その理由は、我々が常識を少し働かせたら分かるのです。

もし、貴方が、ある品物を安く購入したいと思えばお店でどんな態度を取るでしょう?

「○○はある?急いでるんだけど」

そんなことをお店で言って、安く売ってもらえるでしょうか?

答えはその反対。つまり、海外の業者は日本の電力会社が、原発を停止したために、どうしても天然ガスを購入する筈だと判断しているので、高く売ることはあっても安く売ることはないのです。

だったら、どういえばいいのか?

「○○はある?これから先もずっとお宅から買わせてもらうから」

ずっと買ってもらえると言えば、それなら少しはサービスしときましょうと、なる訳です。

しかし、日本の電力会社は原発の再開を目論んでいるために、今後も大量に天然ガスを購入し続けるとは言えない。

そしてまた、例えば、電力会社がまとまって、そして、ガス会社とも共同で天然ガスの購入に当たるならば、大きな交渉力を身に着けることもできたのに、それをしない。
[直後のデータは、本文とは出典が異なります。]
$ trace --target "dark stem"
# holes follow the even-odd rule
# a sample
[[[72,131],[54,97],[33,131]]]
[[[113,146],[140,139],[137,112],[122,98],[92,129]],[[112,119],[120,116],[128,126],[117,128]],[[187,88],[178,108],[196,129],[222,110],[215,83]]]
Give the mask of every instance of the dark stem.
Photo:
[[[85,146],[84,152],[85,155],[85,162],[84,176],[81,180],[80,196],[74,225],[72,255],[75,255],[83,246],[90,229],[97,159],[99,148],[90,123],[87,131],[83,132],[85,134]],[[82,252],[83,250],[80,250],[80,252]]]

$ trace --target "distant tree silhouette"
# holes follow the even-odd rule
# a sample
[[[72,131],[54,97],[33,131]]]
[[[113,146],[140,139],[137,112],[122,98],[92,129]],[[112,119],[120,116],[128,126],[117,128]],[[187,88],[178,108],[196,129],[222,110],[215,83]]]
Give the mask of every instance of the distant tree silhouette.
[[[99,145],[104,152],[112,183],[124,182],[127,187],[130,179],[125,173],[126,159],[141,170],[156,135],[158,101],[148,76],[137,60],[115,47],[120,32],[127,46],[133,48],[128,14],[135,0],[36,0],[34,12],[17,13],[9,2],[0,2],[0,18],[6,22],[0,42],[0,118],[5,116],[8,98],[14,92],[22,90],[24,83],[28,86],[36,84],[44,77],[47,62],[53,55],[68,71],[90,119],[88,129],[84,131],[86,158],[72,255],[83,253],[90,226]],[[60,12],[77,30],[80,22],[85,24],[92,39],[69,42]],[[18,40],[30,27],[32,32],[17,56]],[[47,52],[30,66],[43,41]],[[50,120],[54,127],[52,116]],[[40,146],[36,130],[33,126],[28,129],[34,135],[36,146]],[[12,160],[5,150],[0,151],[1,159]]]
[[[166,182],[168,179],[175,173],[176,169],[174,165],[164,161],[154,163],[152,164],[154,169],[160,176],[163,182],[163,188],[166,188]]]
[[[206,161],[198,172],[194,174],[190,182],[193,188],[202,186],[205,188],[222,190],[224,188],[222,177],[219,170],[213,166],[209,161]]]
だって、どうしても原発再開に未練があるから、そこまでのことができないのです。

しかし、そうして電力会社が個別でスポット買いみたいなことを繰り返すから安く買うことができないのです。

石原氏の言葉に話を戻しましょう。

日本は、電力コストが高いためにアルミ精錬産業から徹底を余儀なくされた。

しかし、実は、日本軽金属蒲原工場だけは、日本で唯一アルミ精錬を今でも行っているのです。

では、何故、そこでは事業を継続できているのか?

石原氏が言及するように原子力発電のお蔭なのか?

答えは、その反対。

原子力発電ではない、自前の水力発電所を持っていて、そこで発電する電力を利用してアルミ精錬事業を今でも継続していると言うのです。

やっぱり、水力発電の方がコストが安くつくという証拠ではないのでしょうか。